L’era ghedaffiana
Posted by fidest press agency su venerdì, 19 giugno 2009
(Quinta parte) La verità è che, nei paesi un tempo sottoposti a un regime coloniale o retti da governi fantoccio, era nata una nuova cultura con i suoi indubbi riflessi nel sociale, nel politico e nel civile. Nel vissuto popolare lo Stato s’identificava sempre di più nello strumento più efficace per risolvere i bisogni di qualità e sicurezza della vita collettiva. La sua incapacità a farvi fronte lo rendeva non solo impopolare ma generava un profondo senso di rivolta. In proposito vale soffermarsi soprattutto sul caso libico perché ritengo si sia formata, in questo paese, una nuova ideologia capace di spazzare tutte le altre. Lo dobbiamo alla formula adottata da Gheddafi. Essa è uscita dal novero di quelle rivoluzioni tradizionalmente sfornate in occidente, dal XIX secolo in poi, ed anche da quelle emergenti, nel resto del mondo, in tempi più recenti. Se pensiamo a Gandhi, diciamo che fu un profeta politico ed anche religioso-laico come furono diversi altri, ma il suo ruolo nella storia restò confinato all’ovvietà. Cristo, a sua volta, fu un profeta di lungo respiro, mentre poco o nulla poteva offrire, alla sua causa rivoluzionaria, per l’immmediato. Gheddafi non rientrò nel “gruppo” delle ovvietà né prima né dopo la “sua” rivoluzione. Il suo “libro verde” non fu un incitamento alla lotta, a una guerra di religioni: islamici e cristiani. Non lo fu d’etnie: arabi e ariani e d’ideologie tra comunismo e capitalismo. Fu qualcosa che attraversò e penetrò le menti umane.

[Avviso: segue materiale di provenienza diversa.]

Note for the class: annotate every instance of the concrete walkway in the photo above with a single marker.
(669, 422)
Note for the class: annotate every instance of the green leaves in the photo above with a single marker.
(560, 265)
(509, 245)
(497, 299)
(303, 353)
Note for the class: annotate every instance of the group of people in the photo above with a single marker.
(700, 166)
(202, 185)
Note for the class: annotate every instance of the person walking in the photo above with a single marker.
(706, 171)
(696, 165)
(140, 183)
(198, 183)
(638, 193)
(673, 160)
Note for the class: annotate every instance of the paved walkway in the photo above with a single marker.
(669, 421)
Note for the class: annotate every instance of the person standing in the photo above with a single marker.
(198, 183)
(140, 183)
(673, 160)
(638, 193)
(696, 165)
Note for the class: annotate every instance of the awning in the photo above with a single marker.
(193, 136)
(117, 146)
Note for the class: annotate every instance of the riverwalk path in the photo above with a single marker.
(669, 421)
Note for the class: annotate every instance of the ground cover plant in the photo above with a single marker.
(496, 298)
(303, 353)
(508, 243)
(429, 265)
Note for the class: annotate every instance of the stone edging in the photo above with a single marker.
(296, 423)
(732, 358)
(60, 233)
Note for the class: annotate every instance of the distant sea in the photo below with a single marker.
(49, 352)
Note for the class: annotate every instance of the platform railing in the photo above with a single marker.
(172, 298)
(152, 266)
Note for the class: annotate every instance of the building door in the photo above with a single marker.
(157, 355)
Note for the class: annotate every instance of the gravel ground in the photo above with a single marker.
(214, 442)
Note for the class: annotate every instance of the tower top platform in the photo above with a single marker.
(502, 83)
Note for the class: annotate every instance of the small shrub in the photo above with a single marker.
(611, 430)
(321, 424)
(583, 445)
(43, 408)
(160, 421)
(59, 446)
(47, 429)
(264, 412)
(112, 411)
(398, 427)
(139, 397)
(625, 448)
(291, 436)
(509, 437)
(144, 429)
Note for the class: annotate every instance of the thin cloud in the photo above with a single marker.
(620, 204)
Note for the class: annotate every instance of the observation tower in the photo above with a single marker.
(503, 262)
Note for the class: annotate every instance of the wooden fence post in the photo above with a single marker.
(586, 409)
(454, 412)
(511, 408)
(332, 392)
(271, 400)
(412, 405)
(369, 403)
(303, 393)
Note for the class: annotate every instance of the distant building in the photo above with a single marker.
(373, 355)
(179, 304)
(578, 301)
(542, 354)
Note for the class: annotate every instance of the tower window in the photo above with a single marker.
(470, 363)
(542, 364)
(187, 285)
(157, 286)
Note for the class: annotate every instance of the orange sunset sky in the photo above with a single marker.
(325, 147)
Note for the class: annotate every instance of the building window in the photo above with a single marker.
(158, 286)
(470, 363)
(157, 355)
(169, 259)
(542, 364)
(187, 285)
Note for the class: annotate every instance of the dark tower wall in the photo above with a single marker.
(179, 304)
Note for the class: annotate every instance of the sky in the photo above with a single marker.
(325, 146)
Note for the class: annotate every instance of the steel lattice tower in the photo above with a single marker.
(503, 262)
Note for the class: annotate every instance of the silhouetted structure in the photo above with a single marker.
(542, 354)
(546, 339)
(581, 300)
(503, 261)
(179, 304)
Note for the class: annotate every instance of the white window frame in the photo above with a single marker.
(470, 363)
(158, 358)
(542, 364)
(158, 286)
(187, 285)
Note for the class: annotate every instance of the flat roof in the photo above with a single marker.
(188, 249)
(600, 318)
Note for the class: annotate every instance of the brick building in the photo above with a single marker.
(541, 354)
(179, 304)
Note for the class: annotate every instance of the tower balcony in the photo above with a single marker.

Fu l’uomo che offrì alla sua gente una speranza, perché il suo popolo era il mondo dei paria e degli sconfitti, ma anche dei giusti e dei puri. Comprese anche che non era il momento dei profeti, che non si poteva ammannire i disperati con una vaga speranza per un futuro migliore, non si aveva tempo per la rivolta incruenta del cittadino che si stende sulle rotaie per fermare il treno lanciato in velocità. Per gli oppressi di tutto il mondo non vi erano più margini temporali. I problemi si accavallavano, le ingiustizie bruciavano come un tizzone ardente appoggiato sulle carni e la rivolta continuava ad aleggiare forte e prepotente. Mancava semmai un capo, una guida che facesse scoccare la scintilla. La fortuna, per i libici, fu Gheddafi. Lui, forse inconsapevolmente, almeno all’inizio della sua grande esperienza, fu designato per avviare un processo di dimensioni locali e invece riuscì, ben presto, ad aprire una strada davvero originale facendo assumere, ma mano, al suo movimento estensioni sovranazionali.